If you’re interested, you can download the whole shebang here:

www.osmosian.com/cal-4700.zip

It’s a small Windows program, less than a megabyte in size. But it’s a complete development environment, including a unique interface, a simplified file manager, an elegant text editor, a handy hexadecimal dumper, a native-code-generating compiler/linker, and even a wysiwyg page layout facility (that we used to produce the documentation). It is written entirely in Plain English. The source code (about 25,000 sentences) is included in the download. No installation is necessary; just unzip. Start with the “instructions.pdf” in the “documentation” directory and before you go ten pages you won’t just be writing “Hello, World!” to the screen, you’ll be re-compiling the entire thing in itself (in less than three seconds on a bottom-of-the-line machine from Walmart).

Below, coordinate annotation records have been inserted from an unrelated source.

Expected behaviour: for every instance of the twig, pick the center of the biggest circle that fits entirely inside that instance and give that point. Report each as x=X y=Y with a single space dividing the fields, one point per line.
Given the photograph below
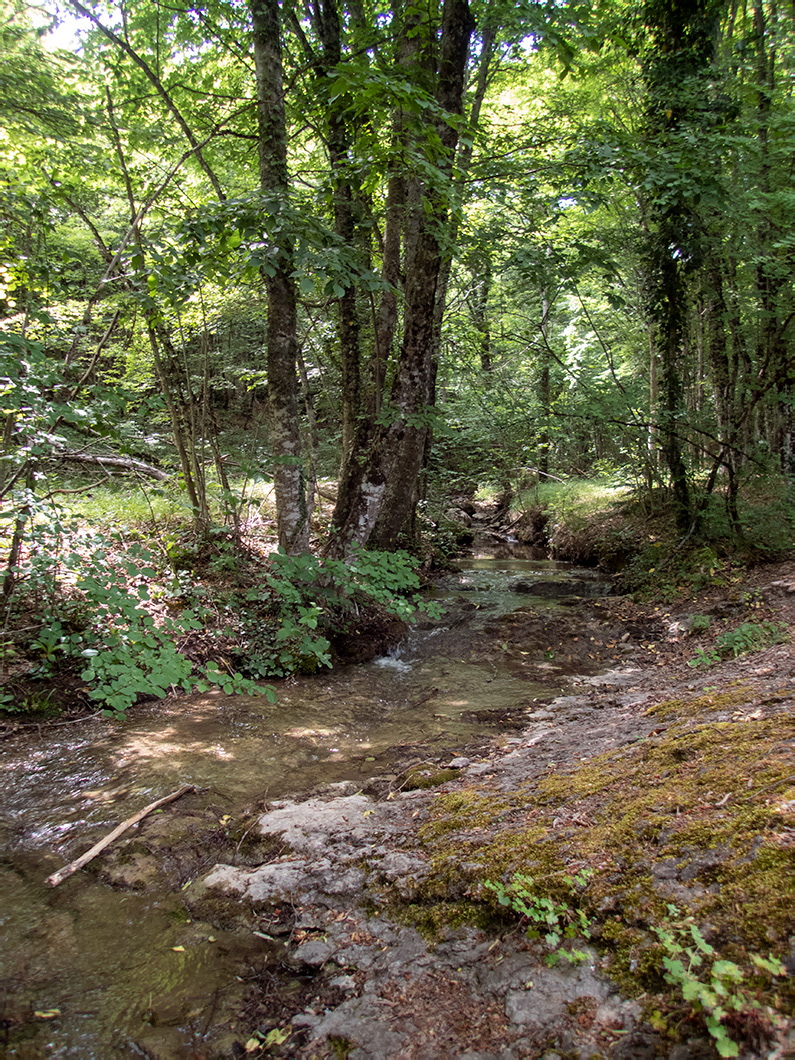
x=62 y=875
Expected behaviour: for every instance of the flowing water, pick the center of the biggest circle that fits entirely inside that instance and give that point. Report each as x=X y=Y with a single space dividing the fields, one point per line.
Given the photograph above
x=90 y=971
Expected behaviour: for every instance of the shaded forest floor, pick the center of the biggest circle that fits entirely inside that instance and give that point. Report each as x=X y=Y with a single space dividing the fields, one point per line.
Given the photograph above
x=653 y=805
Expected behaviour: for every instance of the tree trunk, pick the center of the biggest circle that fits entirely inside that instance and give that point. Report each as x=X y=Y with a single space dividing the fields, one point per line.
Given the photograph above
x=387 y=490
x=282 y=334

Thanks for your time and interest.


Gerry Rzeppa
Grand Negus of the Osmosian Order of Plain English Programmers


Dan Rzeppa
Prime Assembler of the Osmosian Order of Plain English Programmers

13 thoughts on “Plain English Programming

  1. I am in general agree with your ideas. At least there something tempting to have that technology which could translate plain English to instructions for computer. Given the obvious questions regarding practicality I have following questions:
    1. Do you attempt to convert existing code to plain English in automated fashion? I imagine that for C code that could give very interesting results.
    2. How complex data types like struct could be defined? I do not see examples for that. Data structures could be loosely named as “object” or “abstractions” from real world which has some properties.
    3. Next point would be related to classes. How to effectively model them as combination of aforementioned “objects” and declared operations on them.
    4. Once we declare operations on objects, given the loose nature of Plain English there should be polymorphic calls defined somehow.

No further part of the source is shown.